How exactly does vectoring technology work?

According to research from Alcatel-Lucent, vectoring technology works by addressing the gap between theoretical maximum speeds and the speeds that service providers can deliver in typical field conditions.

The company’s xDSL strategist for fixed access, Paul Spruyt, and marketing director for wireline fixed access, Dr Stefaan Vanhastel, identify crosstalk as one of the reasons that the highest theoretical download speeds cannot be achieved on copper infrastructure. Crosstalk is where cables that are bundled closely together interfere with each other. The more cables bundled together, the more crosstalk that is generated. Vectoring technology continually measures the crosstalk from all other lines in a bundle and works to remove it by generating anti-phase signals to cancel out the crosstalk signals. This results in almost no noise on a line.

To calculate crosstalk, vectoring technology measures and cancels interference across hundreds of lines over the full frequency spectrum they occupy. The interference is processed by subdividing the spectrum into narrow frequency bands, known as tones, and processing each tone independently. All copper lines deploying vectoring technology are processed simultaneously and the results are used in real time to develop anti-phase compensation signals for each line, based on the actual signals transmitted on other lines in the bundle. This calculation is extremely complex, which is why vectoring only emerged as a viable option for providers with recent advances in silicon technology.

Which equipment vendors are developing vectoring products?

Ovum’s network infrastructure analyst, Kamalini Ganguly, says that almost every major broadband hardware equipment vendor has some type of vectoring product in development. Ericsson was one of the first to announce a live lab demonstration in 2009, and this was followed by announcements from Nokia Siemens Networks, Huawei, ZTE and Alcatel-Lucent. Of these, Alcatel-Lucent has been the first to reach commercial availability.

What speeds can vectoring technology achieve?

According to Alcatel-Lucent, vectoring deployed on VDSL2 lines can reach downstream speeds of 100Mbps at distances of up to 400 metres, while 40Mbps can be supported with loops as long as 1,000 metres. In Alcatel-Lucent’s field trials with a number of service providers, including Belgacom, A1 Telekom Austria, Swisscom, Orange P&T Luxemburg and Turk Telekom, vectoring improved downstream bit rates by 90% to 150%. Alcatel-Lucent also achieved speeds of 300Mbps through the use of vectoring in conjunction with its VDSL2 bonding and phantom mode solutions.

What are the advantages of vectoring technology?
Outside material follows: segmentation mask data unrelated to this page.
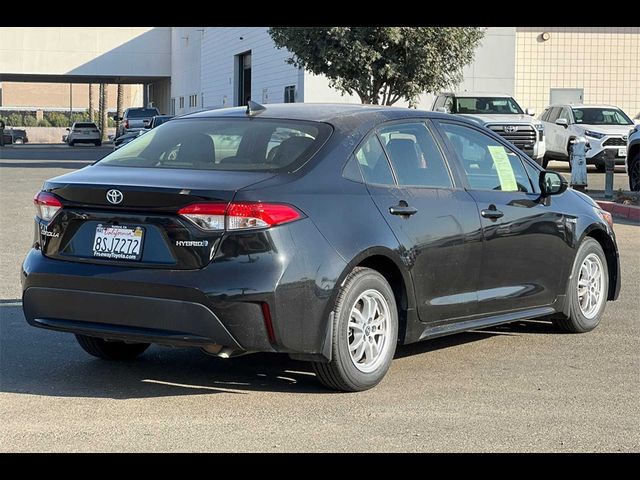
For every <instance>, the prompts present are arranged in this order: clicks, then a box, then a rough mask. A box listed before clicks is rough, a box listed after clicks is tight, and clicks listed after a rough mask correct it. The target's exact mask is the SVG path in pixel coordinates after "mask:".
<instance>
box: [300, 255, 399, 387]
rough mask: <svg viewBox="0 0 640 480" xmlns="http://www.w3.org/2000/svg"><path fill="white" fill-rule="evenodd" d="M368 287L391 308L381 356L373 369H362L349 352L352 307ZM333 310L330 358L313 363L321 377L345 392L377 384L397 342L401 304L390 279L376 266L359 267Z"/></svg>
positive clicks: (397, 338) (390, 357)
mask: <svg viewBox="0 0 640 480" xmlns="http://www.w3.org/2000/svg"><path fill="white" fill-rule="evenodd" d="M367 290H375V291H376V292H377V293H378V294H380V295H381V296H382V297H383V298H384V300H385V301H386V304H387V306H388V309H387V310H388V312H389V316H388V317H389V318H388V324H387V327H388V334H387V336H386V338H385V341H384V344H383V347H382V349H383V350H382V353H380V357H379V360H377V361H376V362H375V363H377V366H376V368H375V369H374V370H373V371H371V372H363V371H361V370H360V369H359V368H357V367H356V365H355V362H354V360H352V359H351V354H350V353H349V328H348V324H349V318H350V315H351V309H352V308H353V307H354V306H355V305H356V301H357V300H358V299H359V297H360V295H361V294H362V293H363V292H365V291H367ZM333 312H334V316H333V338H332V345H331V347H332V350H331V351H332V355H331V361H330V362H328V363H321V362H314V363H313V369H314V370H315V372H316V375H317V376H318V379H319V380H320V382H321V383H322V384H323V385H324V386H326V387H328V388H331V389H334V390H341V391H345V392H359V391H363V390H368V389H370V388H372V387H374V386H376V385H377V384H378V383H379V382H380V381H381V380H382V378H383V377H384V376H385V374H386V373H387V371H388V370H389V366H390V365H391V361H392V360H393V355H394V354H395V350H396V345H397V343H398V308H397V306H396V300H395V297H394V295H393V290H391V287H390V286H389V283H388V282H387V280H386V279H385V278H384V277H383V276H382V275H381V274H380V273H378V272H377V271H375V270H372V269H370V268H363V267H356V268H355V269H353V271H352V272H351V273H349V275H348V276H347V278H346V280H345V281H344V285H343V286H342V288H341V289H340V292H339V293H338V297H337V299H336V303H335V308H334V310H333ZM364 341H365V342H366V340H364Z"/></svg>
Vectoring technology has obvious cost advantages over fibre, as it reuses existing infrastructure. This also means it can offer a much quicker time to market. Another advantage of the technology is its reliance on DSL, which remains the main method of connecting to the internet worldwide. According to research group, Dell’Oro, two thirds of the world’s broadband subscribers are connected through DSL.

What are the disadvantages?

According to Alcatel-Lucent, sophisticated noise cancellation is CPU intensive and therefore works best over a few hundred lines. The noise cancellation process also requires measurements to be available from all lines, meaning that the lines all need to be under full control of a single service provider in order to achieve best performance. In addition, over longer distances vectoring technology is less effective at improving download speeds. This means that in some rural areas, where homes and businesses are thousands of metres away from the street telecoms cabinet, the technology will not significantly enhance the existing connection.

Where is vectoring technology being deployed?

Telekom Austria’s domestic subsidiary, A1, is one of the first companies to deploy the latest generation of vectoring technology. A1 has begun deploying Alcatel-Lucent’s VDSL2 solution in the state of Lower Austria, with a nationwide roll-out planned for mid-2012. Belgacom is also introducing vectoring technology in its domestic Belgium market through a partnership with Alcatel-Lucent. Western European countries are considered to have the most to gain from the technology due to their extensive copper infrastructure.